Unraveling the Mysteries of the Inner Ear
When researcher Paul Fuchs talks about the cochlea, you can almost hear him sigh. “Once I began working in the inner ear, and saw how extraordinarily beautiful it is, the detail, the anatomy, the differentiation on a functional level, the biophysics… it’s this amazingly sophisticated, elegant biological mechanism, and I decided that was where I was going to work.”
That passion has helped Fuchs uncover the neurochemistry of hearing, the actual molecules that carry electrical signals from the cochlea’s hair cells to the brain for processing. While some deafness and hearing loss can be treated with mechanical aids such as cochlear implants, Fuchs’ work might someday yield drug or gene therapies that get at the root causes of hearing deficits.
Because the cochlear is so difficult to work with—its tissues and cells are encased in the body’s hardest bone, existing in separate compartments each with its own special fluid balance and gradients—it’s been harder to define the biochemical mechanisms of hearing than those for other senses such as sight or smell. Fuchs and fellow researcher Elisabeth Glowatzki have spent years mapping these pathways.
Glowatzki looks at glutamate, the chemical released when a hair cell sends its electrical signal upstream. Her previous work found that the cells package glutamate in tiny vesicles that cluster together at micron-size ribbons similar to those used by photoreceptor cells in the eye. Like a raft full of passengers, the ribbons dock opposite a nearby auditory neuron that passes the glutamate signal along. Glowatzki recently proved that the connection is vital by showing that mice lacking the ability to release glutamate are profoundly deaf. She says her findings could have implications in humans. “If you can test for a gene that shows the absence of glutamate with a given deafness, we can say, Well, the nerve fibers are still intact, so a cochlear implant would help.”

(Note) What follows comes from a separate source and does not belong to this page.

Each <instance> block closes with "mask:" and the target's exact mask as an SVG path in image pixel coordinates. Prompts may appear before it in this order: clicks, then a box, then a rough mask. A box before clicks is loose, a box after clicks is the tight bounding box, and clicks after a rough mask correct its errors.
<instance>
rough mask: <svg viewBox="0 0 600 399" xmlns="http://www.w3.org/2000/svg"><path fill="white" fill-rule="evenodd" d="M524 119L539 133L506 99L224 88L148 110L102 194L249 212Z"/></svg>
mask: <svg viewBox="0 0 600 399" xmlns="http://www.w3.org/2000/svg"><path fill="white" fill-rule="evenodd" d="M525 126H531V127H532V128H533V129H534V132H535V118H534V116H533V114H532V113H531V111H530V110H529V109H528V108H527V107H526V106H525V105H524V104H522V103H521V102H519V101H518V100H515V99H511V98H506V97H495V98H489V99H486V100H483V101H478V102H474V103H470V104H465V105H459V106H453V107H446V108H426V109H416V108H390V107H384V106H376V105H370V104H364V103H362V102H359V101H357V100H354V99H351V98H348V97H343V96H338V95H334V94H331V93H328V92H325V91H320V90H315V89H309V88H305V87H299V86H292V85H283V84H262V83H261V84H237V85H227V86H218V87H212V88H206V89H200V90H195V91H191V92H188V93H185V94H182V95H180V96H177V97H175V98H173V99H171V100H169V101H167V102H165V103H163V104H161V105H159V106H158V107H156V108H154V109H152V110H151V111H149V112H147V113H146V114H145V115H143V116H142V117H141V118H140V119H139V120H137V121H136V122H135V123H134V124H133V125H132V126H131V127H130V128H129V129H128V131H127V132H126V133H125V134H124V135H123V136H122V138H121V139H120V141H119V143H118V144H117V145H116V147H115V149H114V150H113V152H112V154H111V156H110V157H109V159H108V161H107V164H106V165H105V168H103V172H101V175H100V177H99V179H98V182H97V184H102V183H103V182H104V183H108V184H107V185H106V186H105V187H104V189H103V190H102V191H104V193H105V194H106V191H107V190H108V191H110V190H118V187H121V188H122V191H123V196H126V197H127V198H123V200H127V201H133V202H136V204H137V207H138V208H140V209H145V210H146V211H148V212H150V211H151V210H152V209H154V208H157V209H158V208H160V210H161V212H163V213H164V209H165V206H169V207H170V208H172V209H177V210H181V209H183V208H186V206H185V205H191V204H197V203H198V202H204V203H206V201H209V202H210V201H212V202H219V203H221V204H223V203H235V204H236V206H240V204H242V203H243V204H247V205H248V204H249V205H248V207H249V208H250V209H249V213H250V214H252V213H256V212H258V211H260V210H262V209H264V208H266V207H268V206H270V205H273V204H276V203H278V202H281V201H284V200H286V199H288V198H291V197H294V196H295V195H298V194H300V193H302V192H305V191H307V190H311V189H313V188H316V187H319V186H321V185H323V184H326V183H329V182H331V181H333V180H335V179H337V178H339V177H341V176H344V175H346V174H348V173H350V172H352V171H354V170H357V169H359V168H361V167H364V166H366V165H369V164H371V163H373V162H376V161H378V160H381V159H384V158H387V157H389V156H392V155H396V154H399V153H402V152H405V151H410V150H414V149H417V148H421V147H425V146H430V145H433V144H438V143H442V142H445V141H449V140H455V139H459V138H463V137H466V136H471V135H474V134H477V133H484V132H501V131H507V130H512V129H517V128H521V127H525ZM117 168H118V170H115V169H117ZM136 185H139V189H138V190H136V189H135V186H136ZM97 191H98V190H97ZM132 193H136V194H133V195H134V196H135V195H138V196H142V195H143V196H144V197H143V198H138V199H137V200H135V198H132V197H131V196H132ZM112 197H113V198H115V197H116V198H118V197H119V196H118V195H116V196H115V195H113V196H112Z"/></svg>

Meanwhile, Fuchs is studying the brain’s feedback mechanism in the cochlea’s outer hair cells, which are designed to amplify incoming sound waves. Thus, the brain operates like a soundman at a concert, modulating the volume and frequencies amplified by those outer hair cells at the source so that what we hear isn’t a cacophony, but a symphony. Fuchs and his colleagues recently created mice with a single mutation that alters the chemistry at a nicotinic receptor between the brain and the hair cells. As a result, the brain exerts a stronger feedback effect that protects the mice against noise-induced hearing loss.
Fuchs says that while nicotinic receptors are common throughout the body, “the one in the ear is genetically and pharmacologically distinct from others. So, it should be possible to find chemicals that act specifically in the ear and not in the brain or muscles that have other nicotinic receptors. That’s great because we could discover ear-specific drugs to take on noise-induced hearing loss.”